Bernie das Biberratteneichhörnchen war aufgerufen, als verantwortlicher Staatsbürger des Tierreichs seine Stimme abzugeben. Nun verhielt es sich leider so, dass man lediglich das geringste von allen möglichen Übeln wählen konnte. Das war natürlich doof und unglücklich, aber gar nicht erst hinzugehen würde bedeuten, die Entscheidung den anderen zu überlassen. Zwar gab es diverse Wahl-o-maten und Entscheidungshilfen, aber die waren nur den Privilegierten mit einem Internetanschluss zugänglich.
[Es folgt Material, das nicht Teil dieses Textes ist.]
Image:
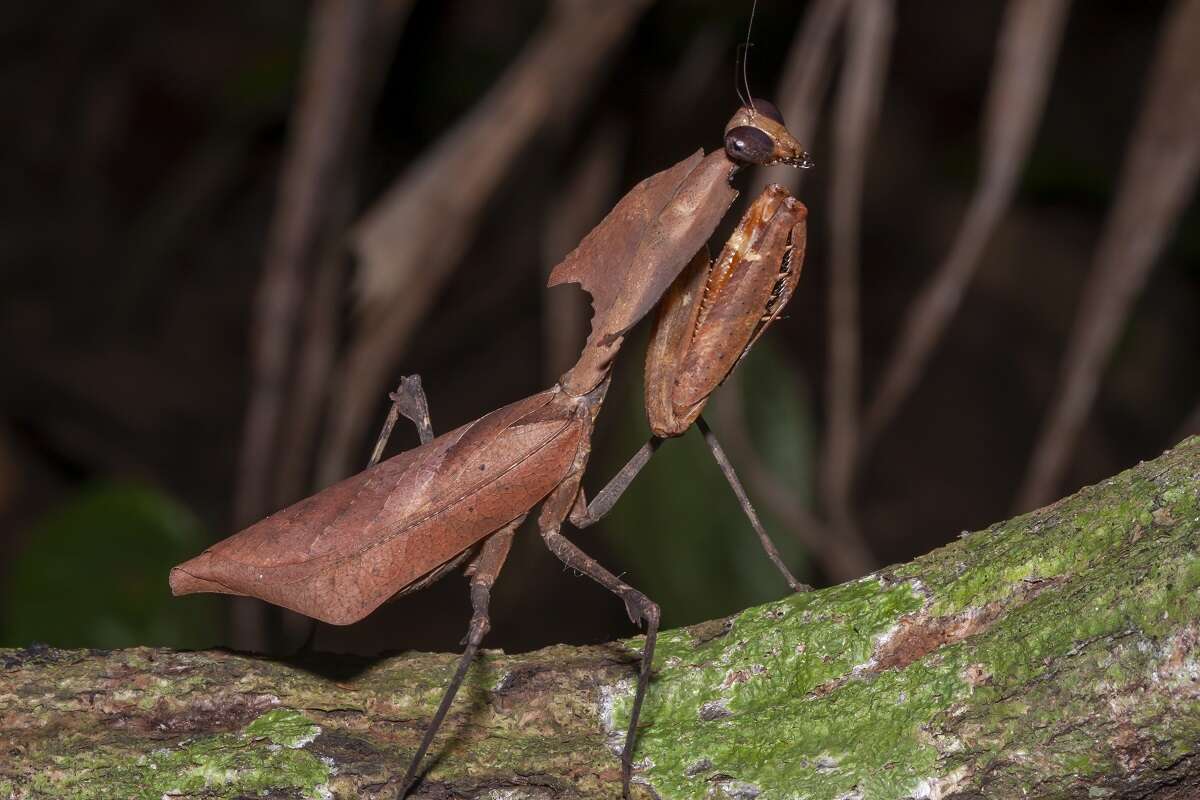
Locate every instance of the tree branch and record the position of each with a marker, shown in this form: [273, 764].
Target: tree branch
[1054, 655]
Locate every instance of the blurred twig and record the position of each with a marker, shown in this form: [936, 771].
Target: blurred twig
[408, 242]
[1025, 59]
[1157, 180]
[323, 316]
[858, 101]
[804, 82]
[315, 169]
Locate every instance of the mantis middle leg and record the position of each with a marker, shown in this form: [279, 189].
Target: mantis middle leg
[603, 503]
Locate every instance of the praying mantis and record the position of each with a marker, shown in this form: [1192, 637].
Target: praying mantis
[459, 498]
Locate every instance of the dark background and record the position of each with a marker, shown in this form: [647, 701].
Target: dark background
[143, 145]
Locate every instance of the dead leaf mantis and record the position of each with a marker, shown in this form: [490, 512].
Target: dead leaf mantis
[406, 521]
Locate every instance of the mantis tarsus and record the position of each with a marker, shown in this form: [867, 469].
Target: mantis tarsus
[460, 497]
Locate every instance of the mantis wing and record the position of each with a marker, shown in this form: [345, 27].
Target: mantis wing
[342, 552]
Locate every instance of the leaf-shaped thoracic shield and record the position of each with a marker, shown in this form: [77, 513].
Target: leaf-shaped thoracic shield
[637, 250]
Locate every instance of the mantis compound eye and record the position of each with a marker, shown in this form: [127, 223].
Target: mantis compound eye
[768, 109]
[749, 145]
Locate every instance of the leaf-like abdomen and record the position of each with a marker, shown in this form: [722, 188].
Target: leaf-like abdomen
[341, 553]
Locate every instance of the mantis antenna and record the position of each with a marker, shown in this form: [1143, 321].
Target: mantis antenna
[739, 65]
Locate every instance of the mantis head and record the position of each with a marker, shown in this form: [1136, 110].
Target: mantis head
[756, 136]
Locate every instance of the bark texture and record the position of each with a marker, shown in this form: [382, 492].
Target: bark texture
[1054, 655]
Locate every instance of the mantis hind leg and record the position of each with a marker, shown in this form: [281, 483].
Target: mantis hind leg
[483, 571]
[640, 608]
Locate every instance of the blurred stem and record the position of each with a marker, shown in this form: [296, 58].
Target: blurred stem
[1025, 59]
[330, 104]
[804, 82]
[402, 242]
[855, 119]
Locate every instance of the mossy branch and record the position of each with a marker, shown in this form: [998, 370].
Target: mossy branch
[1053, 655]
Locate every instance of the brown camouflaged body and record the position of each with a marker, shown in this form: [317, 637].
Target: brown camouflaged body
[715, 311]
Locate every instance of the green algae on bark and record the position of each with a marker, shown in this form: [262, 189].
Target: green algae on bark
[1053, 655]
[267, 756]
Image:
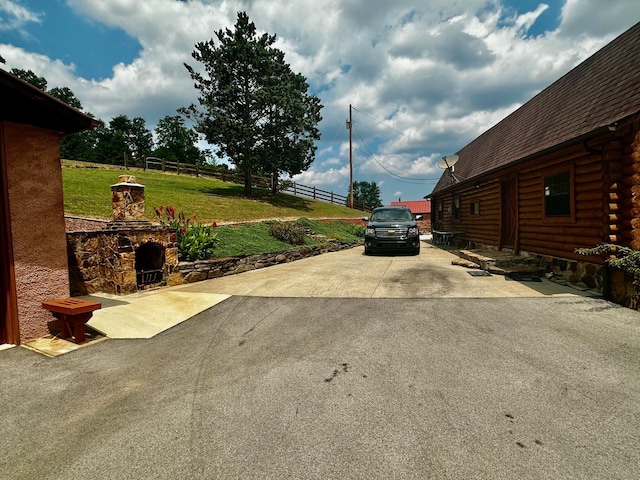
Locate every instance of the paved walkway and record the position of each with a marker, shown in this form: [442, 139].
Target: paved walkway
[344, 274]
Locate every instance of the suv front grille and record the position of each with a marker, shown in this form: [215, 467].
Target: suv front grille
[392, 232]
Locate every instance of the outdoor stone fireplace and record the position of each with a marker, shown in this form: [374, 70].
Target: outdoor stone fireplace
[129, 254]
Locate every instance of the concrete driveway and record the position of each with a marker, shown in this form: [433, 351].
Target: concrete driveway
[520, 386]
[344, 274]
[351, 274]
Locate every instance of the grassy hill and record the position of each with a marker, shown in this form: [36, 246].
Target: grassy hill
[87, 193]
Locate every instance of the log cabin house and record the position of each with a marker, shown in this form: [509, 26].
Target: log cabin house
[33, 247]
[559, 173]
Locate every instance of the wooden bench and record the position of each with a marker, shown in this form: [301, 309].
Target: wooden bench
[73, 313]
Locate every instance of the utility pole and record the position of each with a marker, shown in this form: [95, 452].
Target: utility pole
[350, 127]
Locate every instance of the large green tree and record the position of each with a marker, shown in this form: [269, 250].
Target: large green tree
[30, 77]
[252, 107]
[176, 142]
[366, 194]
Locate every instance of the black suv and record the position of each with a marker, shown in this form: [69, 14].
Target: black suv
[392, 228]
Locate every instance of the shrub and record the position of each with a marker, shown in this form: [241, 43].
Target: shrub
[288, 232]
[195, 241]
[624, 258]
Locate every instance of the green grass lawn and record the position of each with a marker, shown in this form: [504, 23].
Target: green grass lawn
[87, 193]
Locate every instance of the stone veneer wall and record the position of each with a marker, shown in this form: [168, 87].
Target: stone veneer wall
[104, 260]
[218, 267]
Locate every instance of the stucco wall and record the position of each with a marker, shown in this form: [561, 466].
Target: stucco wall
[34, 181]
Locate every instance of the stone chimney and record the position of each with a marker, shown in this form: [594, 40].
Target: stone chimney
[127, 199]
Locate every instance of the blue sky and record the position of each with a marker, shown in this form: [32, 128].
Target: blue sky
[425, 77]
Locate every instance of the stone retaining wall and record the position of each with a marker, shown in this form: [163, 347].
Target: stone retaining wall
[218, 267]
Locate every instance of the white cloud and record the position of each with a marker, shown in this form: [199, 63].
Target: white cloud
[426, 77]
[14, 16]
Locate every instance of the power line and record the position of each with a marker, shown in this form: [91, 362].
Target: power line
[400, 177]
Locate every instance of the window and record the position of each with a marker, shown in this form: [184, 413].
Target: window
[557, 195]
[455, 208]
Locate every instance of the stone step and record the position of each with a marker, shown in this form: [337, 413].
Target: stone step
[501, 263]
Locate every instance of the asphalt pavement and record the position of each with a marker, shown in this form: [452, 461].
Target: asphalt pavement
[482, 385]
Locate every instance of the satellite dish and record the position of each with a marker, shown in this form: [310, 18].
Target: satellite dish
[447, 161]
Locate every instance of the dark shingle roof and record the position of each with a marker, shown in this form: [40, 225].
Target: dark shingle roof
[23, 103]
[601, 90]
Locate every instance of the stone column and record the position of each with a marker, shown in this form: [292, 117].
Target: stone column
[127, 199]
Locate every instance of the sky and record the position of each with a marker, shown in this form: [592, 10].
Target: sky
[422, 78]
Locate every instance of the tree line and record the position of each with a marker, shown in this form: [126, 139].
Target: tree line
[252, 107]
[257, 112]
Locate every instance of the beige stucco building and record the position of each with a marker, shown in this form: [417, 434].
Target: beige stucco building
[33, 252]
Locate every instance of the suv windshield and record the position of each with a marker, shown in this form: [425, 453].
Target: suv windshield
[392, 215]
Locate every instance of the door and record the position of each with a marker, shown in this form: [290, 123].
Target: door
[508, 212]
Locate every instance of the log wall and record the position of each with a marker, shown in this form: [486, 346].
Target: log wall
[605, 200]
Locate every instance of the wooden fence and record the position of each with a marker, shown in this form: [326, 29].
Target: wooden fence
[292, 188]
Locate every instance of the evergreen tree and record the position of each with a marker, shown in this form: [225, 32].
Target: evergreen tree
[365, 194]
[252, 106]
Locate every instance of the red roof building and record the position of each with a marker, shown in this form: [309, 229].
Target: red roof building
[417, 207]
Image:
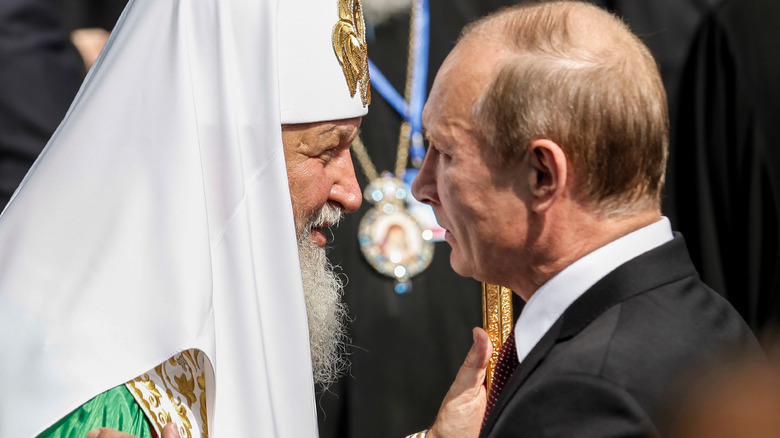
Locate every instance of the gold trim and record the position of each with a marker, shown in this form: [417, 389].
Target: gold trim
[349, 43]
[175, 391]
[496, 320]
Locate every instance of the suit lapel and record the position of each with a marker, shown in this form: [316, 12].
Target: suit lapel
[664, 264]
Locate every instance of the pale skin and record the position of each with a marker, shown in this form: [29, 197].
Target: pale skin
[320, 171]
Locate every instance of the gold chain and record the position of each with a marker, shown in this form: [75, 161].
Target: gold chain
[403, 138]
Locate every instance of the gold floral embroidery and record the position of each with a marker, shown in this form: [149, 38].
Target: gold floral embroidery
[349, 43]
[169, 393]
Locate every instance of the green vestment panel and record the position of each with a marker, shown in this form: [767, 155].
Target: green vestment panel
[115, 409]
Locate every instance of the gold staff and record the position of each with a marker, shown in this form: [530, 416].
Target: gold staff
[496, 320]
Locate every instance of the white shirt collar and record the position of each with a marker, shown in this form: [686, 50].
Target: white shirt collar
[549, 302]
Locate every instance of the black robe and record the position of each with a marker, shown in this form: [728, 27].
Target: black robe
[728, 154]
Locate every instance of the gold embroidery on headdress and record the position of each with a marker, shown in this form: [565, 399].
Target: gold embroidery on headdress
[349, 43]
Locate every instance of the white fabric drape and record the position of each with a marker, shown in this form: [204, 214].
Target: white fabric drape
[158, 219]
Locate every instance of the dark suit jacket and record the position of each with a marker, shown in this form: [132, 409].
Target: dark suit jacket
[605, 366]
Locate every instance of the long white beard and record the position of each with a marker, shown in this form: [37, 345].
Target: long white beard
[327, 314]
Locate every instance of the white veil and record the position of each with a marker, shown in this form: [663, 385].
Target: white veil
[158, 219]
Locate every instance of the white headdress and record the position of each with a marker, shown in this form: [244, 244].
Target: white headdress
[158, 219]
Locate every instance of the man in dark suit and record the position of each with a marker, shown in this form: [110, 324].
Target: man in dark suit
[39, 76]
[548, 135]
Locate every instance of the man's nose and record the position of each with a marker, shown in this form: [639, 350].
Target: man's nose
[346, 190]
[424, 185]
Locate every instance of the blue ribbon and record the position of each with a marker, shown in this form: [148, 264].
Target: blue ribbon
[411, 111]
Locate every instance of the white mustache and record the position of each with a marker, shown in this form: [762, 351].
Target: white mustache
[329, 215]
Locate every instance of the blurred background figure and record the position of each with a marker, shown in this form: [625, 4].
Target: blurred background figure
[738, 398]
[89, 23]
[728, 156]
[40, 73]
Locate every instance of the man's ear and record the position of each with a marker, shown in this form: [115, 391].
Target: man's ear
[547, 176]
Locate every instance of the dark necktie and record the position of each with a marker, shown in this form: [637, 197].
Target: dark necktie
[507, 362]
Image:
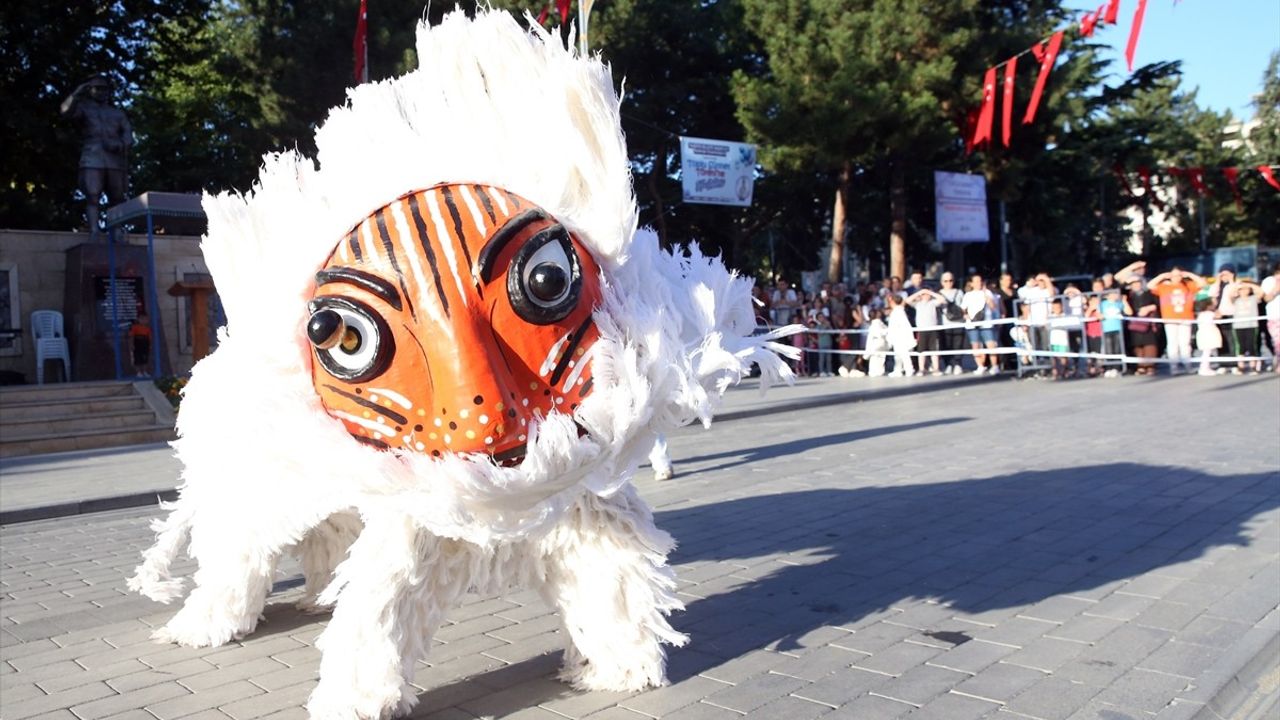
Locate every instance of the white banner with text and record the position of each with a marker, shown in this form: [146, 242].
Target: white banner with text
[717, 172]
Davon war Bernie als obdachloser Sozialhilfeempfänger aber weit entfernt. Also überlegte er, wer ihm wohl ein zusätzliches Brötchen verschaffen könnte und wer am ehesten für Frieden und Gerechtigkeit sorgen könnte. Normalerweise war er sowieso dagegen. Also traf er seine Entscheidung erst in der Wahlkabine. Um 17hundert und eine halbe Stunde stand er also in der für ihn zuständigen Schule und las den Zettel. Mit den meisten Namen konnte er überhaupt nichts anfangen. Die Stimme ungültig zu machen schied völlig aus und einer rechten Splittergruppe wollte er nicht helfen. Da auch die diversen Spaßparteien ausschieden und er in der Bäckerei vor ein paar Tagen von einer neuartigen Stimmabgabemöglichkeit gehört hatte, drückte er also den Knopf in der virtuellen Wahlkabine, der seiner Stimme 90 Prozent Brötchenzuschlag verschaffen würde. Zufrieden kaufte er sich eine Tüte Chips und ein Sixpack und knallte sich vor den Fernseher im Arbeitslosenzentrum. Nun würde endlich alles gut werden.